The set more than complemented the interaction of dramatic tension and narrative action. Projection Designer and Videographer Jeremy Knight devised a marvelous series of both color and black and white projections and in his set box five screens brilliantly juxtaposed indoors and outdoors. These included Howards End, indoors and out, complete with tree and brick, and the abandoned house covered with sheets, the sea, downtown Boston and Beacon Hill, the Boston Common and the Swan Boats in the Boston Public Garden. These iconic sites came and went unobtrusively, amplifying more than mere atmosphere.

Again, the narrative milieu drove us scene by scene, but never were the visuals intrusive or simply decorative. They were so smoothly done that as we shifted from scene to scene, we moved as in a dance, the new space unfolding almost organically from the last. This heightened the expressive power of the scene before us. Intimate and powerful, we moved “here” and “there” with almost never a false note.

Both the projections and the idea were effective, but since land and houses were the story’s heart, it distracted from it. It seemed more Virginia Woolf than E.M. Forster and as such, focused more deeply on the metaphysical implication of death and dissolution rather than the societal conflicts. Of course the result for both is destruction, but with Leonard and Helen’s child, the future was to fulfill the promise of cessation of such tension.

Philip Lowery did a masterful job with Stage Direction. “Howards End, America” glided skillfully and smoothly through its two hours and 15 minutes. The musical line and the narrative arc was seamless. The moving of stage objects was also fluid and barely noticeable until complete; sometimes performers moved them, while at other times off-stage persons took on said responsibility.

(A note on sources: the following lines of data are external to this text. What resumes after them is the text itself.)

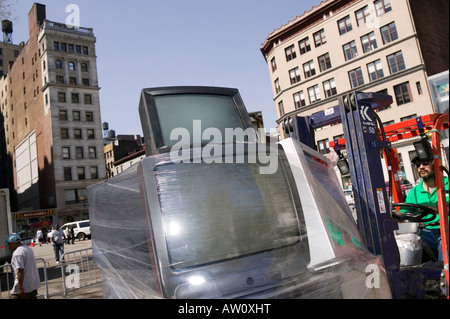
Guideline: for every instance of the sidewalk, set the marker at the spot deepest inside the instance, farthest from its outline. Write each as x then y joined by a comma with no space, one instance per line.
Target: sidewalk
54,275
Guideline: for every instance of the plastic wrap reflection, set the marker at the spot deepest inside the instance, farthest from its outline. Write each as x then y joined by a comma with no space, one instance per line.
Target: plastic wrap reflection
224,230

The integration of the projections with text and tone was masterful. Rarely does the degree and quality of the projections themselves so ratify their use. Further the choices of the particular subjects was more than apt. The particularity of place – garden, bedroom, streets – matched idea and text exceptionally well. The “story” of the projections coincided with the textual story as did the musical one, and with textural precision. This, coupled with the snapping of Helen Schlegel’s camera establishing another “point of view,” almost a narrator of sorts, compelled us to look at the whole “scene” and “situation” with a journalist’s observing eye.

Here was another layer of the opera’s complexity provoking more sophisticated thought and contemplation.

Marina Polakoff provided an accurate rendering of 1950’s apparel and David Roberson did a successful lighting design. Both contributed their skills to provide a pleasing and satisfying portrait.

We need more opera at this level that is provocative as well as satisfying. The time sped by overall with quickness and ease (though the final scenes might benefit from some editing). The choices to feature so many details of the story/plot line sometimes burdened the movement and became a detriment. A prose rather than a poetic mood was the choice, and as such, idea more than emotional intensity ruled. Despite the intimacy of this chamber opera, we need more than the moral rise and fall to carry the heart.